This is the main repository for the CatVsDog, a CoreML iOS demo app by Liberty Rider. Open the project with Xcode 9+
This project has been presented at the Toulouse Swift Meetup the 06/02/2018. The slides of the presentation are in the repository. The app CatVsDog is available on the App Store if you want to try it right now.
- a PC/Mac running Python2.7 with Jupyter Notebook
- install the requirements:
pip install -r requirements.txt
- launch the interactive python IDE:
jupyter-notebook
- open and run the getting-started.ipynb notebook file
- a Mac running on macOS 10.11 or later
- the last stable version of Xcode 9
git clone https://github.com/liberty-rider/CatsNdogs.git
cd CatsNdogs
open CatsNdogs.xcodeproj/
CoreML is a framework provided by Apple since iOS 11 to easily integrate trained models built with other languages such as Python in our app. you can integrate trained machine learning models into your app.
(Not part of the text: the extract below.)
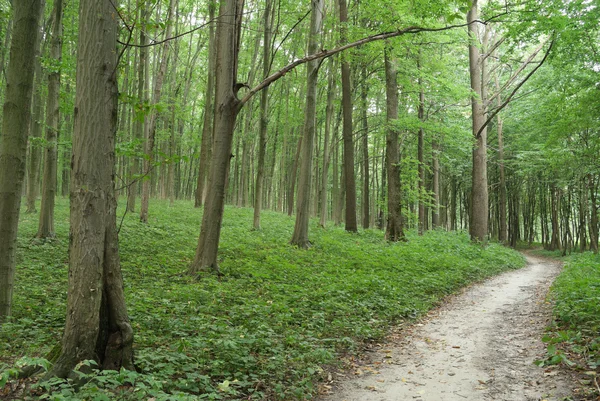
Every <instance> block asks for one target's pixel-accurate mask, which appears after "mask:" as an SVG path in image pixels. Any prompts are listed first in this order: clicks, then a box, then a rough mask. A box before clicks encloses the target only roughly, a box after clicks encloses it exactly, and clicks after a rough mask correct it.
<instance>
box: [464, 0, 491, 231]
mask: <svg viewBox="0 0 600 401" xmlns="http://www.w3.org/2000/svg"><path fill="white" fill-rule="evenodd" d="M477 19H478V10H477V0H475V1H474V2H473V5H472V7H471V10H470V11H469V13H468V15H467V22H468V23H469V41H470V43H469V73H470V77H471V90H472V92H473V93H472V95H471V111H472V119H473V136H474V137H475V140H476V144H475V147H474V148H473V173H472V189H471V219H470V226H469V233H470V235H471V239H472V240H473V241H481V242H485V241H486V238H487V234H488V209H489V207H488V185H487V132H486V131H487V130H486V128H485V127H484V124H485V121H486V118H485V109H484V106H483V102H484V100H485V93H484V90H483V89H484V88H485V85H482V83H483V82H485V81H484V80H482V71H483V70H484V69H485V68H484V66H482V60H481V57H480V52H479V38H478V32H479V25H478V24H477V23H474V22H475V21H477Z"/></svg>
According to Apple, Core ML delivers blazingly fast performance with easy integration of machine learning models enabling you to build apps with intelligent new features using just a few lines of code.
Why don't use the built-in vision API or a provided embedded vision model?
First of all, this project is just a demo demonstrating the workflow between a datascientist and a mobile developer. Its goal is to point out the problematics between these two worlds. They both use different languages such as Python and Swift and different vocabulary and visions of coding, often creating misunderstanding between them. CoreML has been built to create an easy bridge between these worlds.
Besides, in many cases, an embedded vision model is heavy and rarely matches the exact purpose of your app. For example, the provided VGG16 model weighs more than half a giga. This demo app just wants to distinguish cats and dogs, that's it, no more details. So our datascientist created a lightweight model with a database of two thousand pics of dogs and cats. To reach at least a reliability of 80%, it may need few minutes to hours of training depending of your hardware configuration to train the network with our data. Finally, the trained model is just 5MB!